Stalwart Hill Public Servant Dies

Thomas MacMillan file photo

Former Alder and State Rep. Andrea Jackson-Brooks.

Andrea Jackson-Brooks, a Hill alder and state representative whose decades-long career in politics earned her widespread admiration for her commitment to public service, passed away on Sunday. She was 79. 

Jackson-Brooks represented the Hill’s Ward 4 on the Board of Alders for 15 years. She served two terms as state representative for New Haven’s 95th Connecticut General Assembly district. She worked as former Mayor John DeStefano’s executive assistant and as an assistant in the state comptroller’s office, and chaired the board of Cornell Scott Hill Health Center.

She just had a love for her people,” her son Talib Muhammad told the Independent.

She was just always wanting to give back. … If people in the neighborhood needed something, she was there for them,” added her older son, Danny Gant. She was just always a giver.”

She served the community so well, with such dignity and graciousness,” said her friend Elizabeth Hilton, who served as Jackson-Brooks’ conservator in the final years of her life and who worked for the city in the early 2000s when Jackson-Brooks was an alder. She gave love. She was love. And she recognized love.”

Muhammad, Gant, Hilton, and the Celentano Funeral Home all confirmed that Jackson-Brooks passed away on Sunday. She spent the end of her life at Mary Wade Home in Fair Haven. Her oldest son said that she suffered from Alzheimer’s.

Thomas Breen file photo

Former Board of Alders Prez Tomas Reyes and former State Comptroller Nancy Wyman at February 2020 corner renaming public hearing.

Much of Jackson-Brooks’ life and work in New Haven took place in the Hill.

In early 2020, relatives and former political colleagues came out to the Board of Alders to speak in support of the renaming of Spring Street and Dewitt Street as Andrea Jackson-Brooks Way.”

You can’t find a nicer person who worked harder and cared so much as Andrea,” former Lt. Gov. Nancy Wyman said at a February 2020 aldermanic committee meeting about the corner renaming honoring her former colleague. She said she first got to know Jackson-Brooks when they both served in the state House of Representatives. They worked even more closely together several years later when Jackson came to work for Wyman in the latter’s capacity as state comptroller.

She would stand up for what she believed in, and you better have listened,” Wyman said at the time. She loved her family and she loved this city. She was a fighter for this city.”

Former Ward 4 Alder, Board of Alders President, and mayoral Chief of Staff Tomas Reyes turned out to the same meeting to speak glowingly about Jackson-Brooks when she served as Ward 4’s Democratic Ward Committee co-chair during his time as alder. When I became president of the board, she became a state rep. And she did that job exceedingly well,” he said at the time. She earned a reputation very quickly as a state representative that could get things done, and would always remember where she came from.”

Maya McFadden file photo

Current Hill Alder Evelyn Rodriguez with Jackson-Brooks' oldest son Danny Gant at May 2020 corner renaming ceremony.

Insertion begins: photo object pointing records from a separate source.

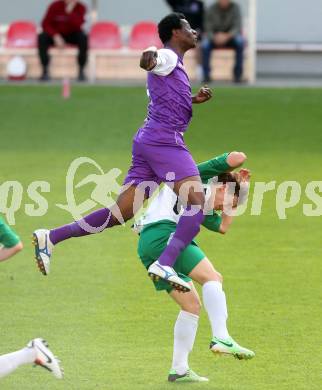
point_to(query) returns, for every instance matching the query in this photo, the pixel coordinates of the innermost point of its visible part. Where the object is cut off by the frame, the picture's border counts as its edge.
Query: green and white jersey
(167, 206)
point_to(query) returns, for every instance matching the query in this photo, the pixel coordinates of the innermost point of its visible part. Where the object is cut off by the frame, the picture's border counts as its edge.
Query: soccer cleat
(156, 271)
(43, 249)
(189, 376)
(45, 358)
(230, 347)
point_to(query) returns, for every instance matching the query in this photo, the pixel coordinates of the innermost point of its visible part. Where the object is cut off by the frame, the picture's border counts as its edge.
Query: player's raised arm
(203, 95)
(148, 58)
(159, 62)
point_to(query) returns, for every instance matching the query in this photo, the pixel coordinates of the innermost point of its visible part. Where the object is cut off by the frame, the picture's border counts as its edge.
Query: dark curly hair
(169, 23)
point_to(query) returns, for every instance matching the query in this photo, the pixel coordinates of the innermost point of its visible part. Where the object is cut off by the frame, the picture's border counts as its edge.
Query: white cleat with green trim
(157, 271)
(189, 376)
(45, 358)
(43, 249)
(230, 347)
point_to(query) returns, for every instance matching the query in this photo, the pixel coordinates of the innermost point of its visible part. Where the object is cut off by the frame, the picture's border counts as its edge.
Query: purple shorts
(160, 157)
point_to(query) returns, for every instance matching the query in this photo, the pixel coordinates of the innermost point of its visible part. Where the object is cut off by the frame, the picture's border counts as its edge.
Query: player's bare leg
(124, 208)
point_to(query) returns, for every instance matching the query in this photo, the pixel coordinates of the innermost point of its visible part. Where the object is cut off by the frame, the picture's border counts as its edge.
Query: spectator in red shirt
(63, 24)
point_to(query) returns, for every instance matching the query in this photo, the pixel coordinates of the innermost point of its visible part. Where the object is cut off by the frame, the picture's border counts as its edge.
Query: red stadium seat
(105, 35)
(143, 35)
(21, 34)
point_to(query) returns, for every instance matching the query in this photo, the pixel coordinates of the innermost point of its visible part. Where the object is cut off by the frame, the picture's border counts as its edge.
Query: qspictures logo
(106, 186)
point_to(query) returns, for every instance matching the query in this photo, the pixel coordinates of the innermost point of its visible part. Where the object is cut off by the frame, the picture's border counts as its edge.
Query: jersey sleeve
(213, 167)
(212, 222)
(166, 62)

At a May 2020 corner renaming ceremony in the Hill, neighbors and elected officials and city leaders continued that line of praise, as Jackson-Brooks watched on from the second-floor balcony of her home at the corner of Spring and Dewitt.

She made a lot of us leaders. Her legacy has been in us, but now it is physical too,” current Ward 4 Alder Evelyn Rodriguez said at that ceremony. She pushed me to respect everyone, do my best, and always invest with my neighbors.”

Her sons, Gant and Muhammad, told the Independent on Monday that their mom’s dedication to public service extended well before she moved to New Haven in the early 1980s.

During the Civil Rights era of the 1960s, she worked with the Congress of Racial Equality (CORE) in Baltimore. In the 1970s, she moved to Georgia and worked as an assistant to then-Gov., and future President, Jimmy Carter. When she moved to New Haven in 1981, she and her husband, Walter Brooks, spent much of their lives involved in local politics, as alders and state reps.

She’s always been one who wanted to help her community,” said Muhammad.

She also loved playing soccer, and encouraged her kids to play too. She was my number one cheerleader,” Muhammad said.

Her commitment to public service loomed large in New Haven, and her work touched the lives of many. There’s not too many people in this area,” Gant said, who don’t know” Andrea Jackson-Brooks.